Ayman al Zawahiri, leader of Al Qaeda and a major architect of the 9/11 terrorist operation, was assassinated by a US drone strike in Afghanistan on Saturday.
Ayman al Zawahiri, leader of Al Qaeda and a major architect of the 9/11 terrorist operation, was assassinated by a US drone strike in Afghanistan on Saturday.
Earlier on Monday, US Vice President Joe Biden reaffirmed it, declaring that “Justice has been served.” After US Forces pursued Osama bin Laden in Jalalabad, Pakistan, Zawahiri, who had just turned 71, assumed control of Al-Qaeda. Zawahiri has established himself as the organization’s worldwide terrorist with a USD 25 million bounty on his head 11 years after Osama bin Laden was slain.
Zawahiri grew up to become a doctor despite being born into a middle-class family of intellectuals and physicians in Egypt.

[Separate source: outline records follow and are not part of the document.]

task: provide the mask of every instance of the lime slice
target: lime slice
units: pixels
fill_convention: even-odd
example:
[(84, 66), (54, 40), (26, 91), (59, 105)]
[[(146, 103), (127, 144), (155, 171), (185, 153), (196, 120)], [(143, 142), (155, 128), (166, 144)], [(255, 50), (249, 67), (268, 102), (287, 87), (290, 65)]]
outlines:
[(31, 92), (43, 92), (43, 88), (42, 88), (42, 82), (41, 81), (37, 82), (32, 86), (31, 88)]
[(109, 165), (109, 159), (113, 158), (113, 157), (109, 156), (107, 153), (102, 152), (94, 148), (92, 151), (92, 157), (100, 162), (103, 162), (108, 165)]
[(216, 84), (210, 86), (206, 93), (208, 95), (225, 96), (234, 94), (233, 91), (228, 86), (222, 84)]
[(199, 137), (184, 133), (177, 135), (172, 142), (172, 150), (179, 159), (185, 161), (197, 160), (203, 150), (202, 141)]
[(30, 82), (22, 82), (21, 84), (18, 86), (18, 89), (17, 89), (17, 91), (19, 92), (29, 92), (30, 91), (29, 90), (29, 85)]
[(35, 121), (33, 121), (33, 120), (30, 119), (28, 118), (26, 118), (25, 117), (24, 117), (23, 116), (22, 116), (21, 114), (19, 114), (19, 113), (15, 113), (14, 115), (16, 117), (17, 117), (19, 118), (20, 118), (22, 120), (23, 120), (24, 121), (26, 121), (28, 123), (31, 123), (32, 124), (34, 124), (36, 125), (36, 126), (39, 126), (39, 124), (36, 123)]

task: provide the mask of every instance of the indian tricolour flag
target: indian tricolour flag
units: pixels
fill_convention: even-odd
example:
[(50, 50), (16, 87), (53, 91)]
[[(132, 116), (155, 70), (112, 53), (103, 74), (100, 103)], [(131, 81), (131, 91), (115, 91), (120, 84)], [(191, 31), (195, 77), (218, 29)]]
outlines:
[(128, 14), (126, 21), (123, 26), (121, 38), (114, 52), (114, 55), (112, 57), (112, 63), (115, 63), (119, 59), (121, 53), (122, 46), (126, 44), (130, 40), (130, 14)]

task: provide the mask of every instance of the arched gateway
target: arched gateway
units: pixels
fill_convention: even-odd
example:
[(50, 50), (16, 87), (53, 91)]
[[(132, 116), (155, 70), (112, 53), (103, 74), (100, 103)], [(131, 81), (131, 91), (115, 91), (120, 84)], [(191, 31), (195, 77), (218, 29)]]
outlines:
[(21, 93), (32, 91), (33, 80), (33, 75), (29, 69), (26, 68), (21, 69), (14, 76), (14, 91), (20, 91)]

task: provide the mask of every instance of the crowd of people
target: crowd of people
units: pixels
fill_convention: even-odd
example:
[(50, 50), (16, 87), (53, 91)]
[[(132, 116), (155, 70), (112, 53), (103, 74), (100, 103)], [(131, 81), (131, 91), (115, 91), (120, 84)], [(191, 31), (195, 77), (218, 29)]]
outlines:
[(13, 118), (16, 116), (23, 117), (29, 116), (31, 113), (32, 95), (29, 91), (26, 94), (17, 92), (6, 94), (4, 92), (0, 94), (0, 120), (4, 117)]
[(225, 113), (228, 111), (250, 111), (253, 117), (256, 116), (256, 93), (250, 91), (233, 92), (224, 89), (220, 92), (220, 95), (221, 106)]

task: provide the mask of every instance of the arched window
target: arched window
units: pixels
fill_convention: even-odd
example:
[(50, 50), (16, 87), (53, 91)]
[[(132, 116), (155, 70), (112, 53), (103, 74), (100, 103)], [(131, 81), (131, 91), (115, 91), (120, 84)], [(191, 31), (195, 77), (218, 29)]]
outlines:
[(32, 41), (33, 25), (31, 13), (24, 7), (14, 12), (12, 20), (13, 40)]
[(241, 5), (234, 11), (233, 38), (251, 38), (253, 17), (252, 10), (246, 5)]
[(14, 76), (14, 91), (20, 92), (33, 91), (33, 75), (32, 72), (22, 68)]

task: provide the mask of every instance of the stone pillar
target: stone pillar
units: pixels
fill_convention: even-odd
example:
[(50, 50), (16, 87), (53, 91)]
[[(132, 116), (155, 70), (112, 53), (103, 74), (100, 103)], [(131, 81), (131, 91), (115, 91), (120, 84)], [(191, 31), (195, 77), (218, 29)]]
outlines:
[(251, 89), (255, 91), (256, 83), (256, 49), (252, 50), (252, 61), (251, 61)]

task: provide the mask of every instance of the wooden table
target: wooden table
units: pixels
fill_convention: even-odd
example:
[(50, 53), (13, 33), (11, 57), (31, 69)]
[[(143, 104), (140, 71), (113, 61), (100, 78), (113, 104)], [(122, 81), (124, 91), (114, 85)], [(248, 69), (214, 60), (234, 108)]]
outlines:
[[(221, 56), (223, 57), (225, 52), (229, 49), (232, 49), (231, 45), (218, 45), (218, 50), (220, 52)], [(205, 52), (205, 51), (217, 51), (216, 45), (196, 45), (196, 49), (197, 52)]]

He was Rabia al-grandson, Zawahiri’s the grand imam of Al Azhar, the epicentre of Sunni Islamic study in the Middle East and one of the most significant mosques in Islam.
After meeting Laden in 1986 and joining him as his personal advisor and medic, Zawahiri went from being an eye surgeon to becoming one of the world’s most sought terrorists in just three years.
He assumed control of Islamic Jihad in Egypt in 1993 and rose to prominence in the mid-1990s movement to topple the government and establish a strict Islamic state.
He was discovered to have participated in the murder of more than 1,200 Egyptians.
Later on, Zawahiri rose to the second spot on the US government’s 2001 list of “most wanted terrorists.”
Zawahiri ultimately combined Al-Qaeda with the Egyptian Islamic Jihad in 1998.
Later, he was charged for his alleged involvement in the August 7, 1998 bombings, which left 224 people dead, including 12 Americans, and over 4,500 injured in front of the American embassies in Nairobi, Kenya, and Dar es Salaam, Tanzania, in Africa.
His terrorist operation came to a head on September 11, 2001, when the Pentagon and World Trade Center twin buildings were attacked, killing close to 3,000 people. After the passengers rebelled, a fourth hijacked plane, bound for Washington, crashed in a Pennsylvania field.
In late 2001, he and bin Laden both eluded US soldiers in Afghanistan.
Days after a tape allegedly including Zawahiri’s voice was made public, Zawahiri was discovered to have been engaged in suicide attacks in Riyadh, Saudi Arabia, which claimed the lives of 23 individuals, including nine Americans.
Following his appearance in 16 films and audiotapes in 2007, four times as many as Bin Laden, as the organisation attempted to radicalise and recruit Muslims all over the world, Zawahiri has recently become one of Al-most Qaeda’s well-known speakers.
For many years, his whereabouts remained unknown, although he was thought to be hiding around the Pakistan-Afghanistan border.
US attempted to assassinate Zawahiri in a missile attack near Pakistan’s border with Afghanistan in January 2006. Four members of al-Qaeda were killed in the attack, but Zawahiri was alive and two weeks later, he appeared on video to warn US President George W Bush that neither he nor “all the powers on earth” could bring his death “one-second closer.”
A year after the US forces left Afghanistan and the Taliban took control of the nation, Zawahiri was sought for death.
“No matter how long it takes, no matter where you hide, if you are a threat to our people, the US will locate you and take you out,” US President declared after declaring that justice had been served.